Canzone Napoletana

Canzone classica napoletana, un bene emozionale dell’umanità che dalla fine del XIX secolo racconta con diverse forme vocali luci, ombre, storie e costumi di una città nata dal canto sofferto della sirena Partenope

Dalla fine dell’800 testo e melodia si fondono per creare un genere inimitabile di musica vocale: la canzone napoletana cosiddetta classica. Un repertorio che mescola matrici sonore locali con quelle europee e d’oltreoceano per raccontare la storia sociale, politica e di costume di Napoli, una città cantante che dalla sua fondazione ha fatto del canto il principale strumento di comunicazione

null Gilda Mignonette

Gilda Mignonette

Cantante (Vero nome Griselda Andreatini - Napoli, 1/4/1886-Mar Mediterraneo 8/6/1953).
Artista in possesso di stupefacenti qualità, particolarmente dotata nelle esecuzioni del repertorio drammatico napoletano. Ogni sua interpretazione trova toni fortemente espressivi con un’articolazione centrata del tessuto poetico-musicale insieme a una dizione dialettale particolarmente scandita e chiara. L’utilizzo di un registro e di una timbrica fortemente accorati, usati come atto di dolore e di nostalgia, ne rilevano uno stile unico e inimitabile.
Gilda Mignonette è l’unica donna della canzone napoletana ad avere una notorietà internazionale, ancora oggi meritatamente riconosciuta.

Courtesy Antonio Sciotti

Figlia di nobili decaduti, intraprende la carriera di eccentrica senza grandi risultati fino a che, obbligata a cambiare repertorio per le colonie di Little-Italy, nel 1924 viene unanimamente acclamata come la regina degli emigranti o la “carusiana”, soprannome col quale ancora viene ricordata a New York.
Sposatasi con l’italo-americano Frank Acierno, si trasferisce a New York dove accumula una vera fortuna e per questo perseguitata sia dagli esattori che dalle bande della mano nera. Il brano più celebre, ’A cartulina ’e Napule, viene da lei più volte inciso per le diverse etichette discografiche con le quali registra per oltre vent’anni.
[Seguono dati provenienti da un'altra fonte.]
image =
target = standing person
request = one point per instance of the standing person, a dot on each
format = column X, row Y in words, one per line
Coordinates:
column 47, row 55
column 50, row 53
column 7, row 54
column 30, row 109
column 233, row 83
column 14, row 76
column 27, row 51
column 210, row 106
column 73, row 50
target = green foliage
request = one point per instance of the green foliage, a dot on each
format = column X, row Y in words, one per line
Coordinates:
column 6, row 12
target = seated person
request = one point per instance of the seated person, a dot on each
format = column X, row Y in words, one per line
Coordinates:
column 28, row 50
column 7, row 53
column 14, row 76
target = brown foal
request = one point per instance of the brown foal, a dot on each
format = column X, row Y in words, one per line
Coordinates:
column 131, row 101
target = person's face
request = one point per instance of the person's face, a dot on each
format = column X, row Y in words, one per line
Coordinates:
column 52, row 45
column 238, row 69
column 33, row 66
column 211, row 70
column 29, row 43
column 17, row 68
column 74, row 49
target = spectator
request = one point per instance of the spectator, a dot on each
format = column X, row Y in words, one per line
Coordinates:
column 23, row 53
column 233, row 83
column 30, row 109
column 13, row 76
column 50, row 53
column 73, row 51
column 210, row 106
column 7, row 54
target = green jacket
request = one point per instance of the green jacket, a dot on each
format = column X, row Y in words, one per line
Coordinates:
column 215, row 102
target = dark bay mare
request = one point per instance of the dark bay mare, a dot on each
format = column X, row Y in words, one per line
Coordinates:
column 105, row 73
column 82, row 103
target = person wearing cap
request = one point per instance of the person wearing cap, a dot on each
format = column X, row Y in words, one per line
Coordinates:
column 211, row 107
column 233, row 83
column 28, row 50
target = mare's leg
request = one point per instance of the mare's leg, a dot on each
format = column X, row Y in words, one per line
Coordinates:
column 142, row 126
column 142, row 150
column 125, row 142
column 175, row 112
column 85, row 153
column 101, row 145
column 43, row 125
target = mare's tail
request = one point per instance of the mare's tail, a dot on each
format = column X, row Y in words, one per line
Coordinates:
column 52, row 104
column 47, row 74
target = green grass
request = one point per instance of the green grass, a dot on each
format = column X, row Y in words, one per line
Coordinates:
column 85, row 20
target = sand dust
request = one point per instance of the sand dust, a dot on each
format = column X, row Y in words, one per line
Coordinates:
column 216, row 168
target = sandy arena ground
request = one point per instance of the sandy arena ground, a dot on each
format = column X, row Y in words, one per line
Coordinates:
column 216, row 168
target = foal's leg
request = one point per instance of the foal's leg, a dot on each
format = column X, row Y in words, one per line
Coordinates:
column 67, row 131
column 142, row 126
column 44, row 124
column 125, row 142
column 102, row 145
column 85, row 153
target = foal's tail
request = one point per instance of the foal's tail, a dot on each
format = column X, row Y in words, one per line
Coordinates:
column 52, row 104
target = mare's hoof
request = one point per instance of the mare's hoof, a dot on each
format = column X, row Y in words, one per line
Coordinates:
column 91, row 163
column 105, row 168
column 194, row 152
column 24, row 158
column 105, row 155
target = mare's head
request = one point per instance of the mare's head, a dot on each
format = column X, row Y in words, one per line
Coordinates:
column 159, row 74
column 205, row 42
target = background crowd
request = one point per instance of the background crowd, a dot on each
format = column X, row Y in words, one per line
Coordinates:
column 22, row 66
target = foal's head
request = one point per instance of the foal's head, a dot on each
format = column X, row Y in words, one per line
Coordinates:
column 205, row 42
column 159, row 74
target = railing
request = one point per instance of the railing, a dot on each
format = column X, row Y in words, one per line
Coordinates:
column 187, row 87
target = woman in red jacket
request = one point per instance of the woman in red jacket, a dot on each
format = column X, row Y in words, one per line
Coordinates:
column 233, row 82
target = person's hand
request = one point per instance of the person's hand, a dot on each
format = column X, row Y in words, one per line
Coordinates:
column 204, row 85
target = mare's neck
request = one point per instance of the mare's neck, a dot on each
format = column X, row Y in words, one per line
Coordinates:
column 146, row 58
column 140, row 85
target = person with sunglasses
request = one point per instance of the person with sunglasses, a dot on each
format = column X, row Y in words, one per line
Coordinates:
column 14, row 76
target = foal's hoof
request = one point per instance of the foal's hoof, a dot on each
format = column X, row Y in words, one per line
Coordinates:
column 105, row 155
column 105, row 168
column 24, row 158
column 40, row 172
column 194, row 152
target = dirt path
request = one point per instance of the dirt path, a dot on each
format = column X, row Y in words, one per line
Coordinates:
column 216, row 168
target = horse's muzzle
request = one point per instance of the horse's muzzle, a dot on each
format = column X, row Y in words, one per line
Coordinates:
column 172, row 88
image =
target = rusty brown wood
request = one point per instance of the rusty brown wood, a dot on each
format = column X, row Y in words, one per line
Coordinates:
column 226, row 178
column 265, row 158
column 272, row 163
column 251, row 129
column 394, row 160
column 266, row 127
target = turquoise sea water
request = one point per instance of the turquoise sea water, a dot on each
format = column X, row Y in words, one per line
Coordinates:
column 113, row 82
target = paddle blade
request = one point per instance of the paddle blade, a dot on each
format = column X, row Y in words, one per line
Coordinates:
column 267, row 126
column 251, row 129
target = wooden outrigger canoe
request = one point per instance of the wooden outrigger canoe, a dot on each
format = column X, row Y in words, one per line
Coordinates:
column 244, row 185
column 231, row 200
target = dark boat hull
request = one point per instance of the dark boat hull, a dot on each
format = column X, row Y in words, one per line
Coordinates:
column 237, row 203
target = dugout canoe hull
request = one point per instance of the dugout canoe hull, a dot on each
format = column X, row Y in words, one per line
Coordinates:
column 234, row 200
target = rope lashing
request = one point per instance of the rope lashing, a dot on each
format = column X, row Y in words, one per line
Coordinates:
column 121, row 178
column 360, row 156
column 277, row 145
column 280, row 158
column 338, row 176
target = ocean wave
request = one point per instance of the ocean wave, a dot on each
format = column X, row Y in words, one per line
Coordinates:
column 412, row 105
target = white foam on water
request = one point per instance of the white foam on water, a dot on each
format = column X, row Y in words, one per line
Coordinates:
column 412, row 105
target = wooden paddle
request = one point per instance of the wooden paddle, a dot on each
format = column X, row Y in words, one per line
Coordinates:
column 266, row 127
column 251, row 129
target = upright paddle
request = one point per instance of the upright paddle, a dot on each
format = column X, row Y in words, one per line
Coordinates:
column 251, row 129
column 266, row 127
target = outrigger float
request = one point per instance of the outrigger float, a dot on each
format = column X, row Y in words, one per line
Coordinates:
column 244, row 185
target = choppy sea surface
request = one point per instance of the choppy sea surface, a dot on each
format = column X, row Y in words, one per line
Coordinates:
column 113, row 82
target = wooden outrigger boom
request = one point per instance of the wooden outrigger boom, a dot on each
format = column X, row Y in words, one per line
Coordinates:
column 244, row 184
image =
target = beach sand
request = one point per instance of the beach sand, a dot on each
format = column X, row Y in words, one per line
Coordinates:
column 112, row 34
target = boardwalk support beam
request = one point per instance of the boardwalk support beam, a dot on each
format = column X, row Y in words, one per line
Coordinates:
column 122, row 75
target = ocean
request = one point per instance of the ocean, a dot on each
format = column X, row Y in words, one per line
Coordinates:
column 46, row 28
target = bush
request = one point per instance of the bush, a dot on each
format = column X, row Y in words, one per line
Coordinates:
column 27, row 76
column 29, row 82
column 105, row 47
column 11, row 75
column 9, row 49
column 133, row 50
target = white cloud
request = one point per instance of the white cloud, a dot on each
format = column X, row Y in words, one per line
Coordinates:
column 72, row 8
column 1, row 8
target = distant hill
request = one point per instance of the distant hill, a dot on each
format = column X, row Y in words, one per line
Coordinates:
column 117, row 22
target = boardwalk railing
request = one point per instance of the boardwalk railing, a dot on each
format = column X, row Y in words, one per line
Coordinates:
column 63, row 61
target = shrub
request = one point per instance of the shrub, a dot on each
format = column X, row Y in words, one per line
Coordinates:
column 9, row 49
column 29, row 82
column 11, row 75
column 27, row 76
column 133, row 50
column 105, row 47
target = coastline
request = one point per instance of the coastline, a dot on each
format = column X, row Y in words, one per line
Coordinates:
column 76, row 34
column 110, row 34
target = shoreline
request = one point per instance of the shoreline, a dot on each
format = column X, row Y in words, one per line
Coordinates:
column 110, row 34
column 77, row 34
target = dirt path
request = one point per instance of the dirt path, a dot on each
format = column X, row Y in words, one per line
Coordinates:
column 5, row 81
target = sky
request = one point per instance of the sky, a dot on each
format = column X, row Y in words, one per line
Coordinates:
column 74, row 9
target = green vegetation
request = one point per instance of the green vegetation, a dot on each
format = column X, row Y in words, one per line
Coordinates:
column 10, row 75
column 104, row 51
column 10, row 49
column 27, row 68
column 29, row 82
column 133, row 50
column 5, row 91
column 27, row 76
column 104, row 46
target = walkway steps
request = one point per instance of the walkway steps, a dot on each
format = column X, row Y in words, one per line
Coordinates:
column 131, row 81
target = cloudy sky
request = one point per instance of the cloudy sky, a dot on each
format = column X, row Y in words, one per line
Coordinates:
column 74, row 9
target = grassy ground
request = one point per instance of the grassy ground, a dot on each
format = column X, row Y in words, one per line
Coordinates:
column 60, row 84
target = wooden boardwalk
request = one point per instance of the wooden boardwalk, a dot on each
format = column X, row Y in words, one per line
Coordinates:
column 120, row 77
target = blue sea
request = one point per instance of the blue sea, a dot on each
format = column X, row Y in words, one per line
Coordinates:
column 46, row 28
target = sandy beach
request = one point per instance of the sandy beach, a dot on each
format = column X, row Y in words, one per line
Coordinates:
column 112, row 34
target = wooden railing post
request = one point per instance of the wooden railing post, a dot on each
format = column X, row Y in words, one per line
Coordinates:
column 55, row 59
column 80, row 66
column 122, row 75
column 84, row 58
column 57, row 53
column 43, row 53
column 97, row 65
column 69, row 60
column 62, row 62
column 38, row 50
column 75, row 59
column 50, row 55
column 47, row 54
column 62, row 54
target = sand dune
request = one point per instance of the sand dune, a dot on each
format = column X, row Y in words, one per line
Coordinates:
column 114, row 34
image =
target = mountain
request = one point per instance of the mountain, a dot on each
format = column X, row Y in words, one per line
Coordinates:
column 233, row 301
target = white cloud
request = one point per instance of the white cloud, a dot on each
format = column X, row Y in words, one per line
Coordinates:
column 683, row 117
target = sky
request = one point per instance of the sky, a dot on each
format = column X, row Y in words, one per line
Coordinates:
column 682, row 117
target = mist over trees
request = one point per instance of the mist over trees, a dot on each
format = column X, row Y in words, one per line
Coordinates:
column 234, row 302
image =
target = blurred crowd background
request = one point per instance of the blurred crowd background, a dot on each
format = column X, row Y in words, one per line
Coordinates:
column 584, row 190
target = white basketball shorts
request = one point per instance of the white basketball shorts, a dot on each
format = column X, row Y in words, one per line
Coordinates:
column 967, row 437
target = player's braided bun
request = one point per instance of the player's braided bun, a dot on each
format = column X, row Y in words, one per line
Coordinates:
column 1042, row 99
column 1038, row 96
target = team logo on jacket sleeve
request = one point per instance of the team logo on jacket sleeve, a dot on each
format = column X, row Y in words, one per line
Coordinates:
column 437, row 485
Donna passionale e di idee politiche fortemente nazionaliste, rischia l’arresto della polizia americana per la messa in scena della rivista Faccetta nera. Imputata di attività ostili, le viene proibito nel 1941 di incidere dischi e di esibirsi alla radio. Le sue più belle esecuzioni si raggruppano nei canti d’emigranti: Santa Lucia luntana, Mandulinata ’e ll’emigrante, Connola senza mamma, ‘A meglia voce, ‘O paese d’’o sole, E l’emigrante chiagne e altre.
Decisa a vivere la vecchiaia a Napoli, dopo un ultimo concerto a Brooklyn, nel 1953 s’imbarca sul piroscafo Homeland dove durante la traversata perde la vita.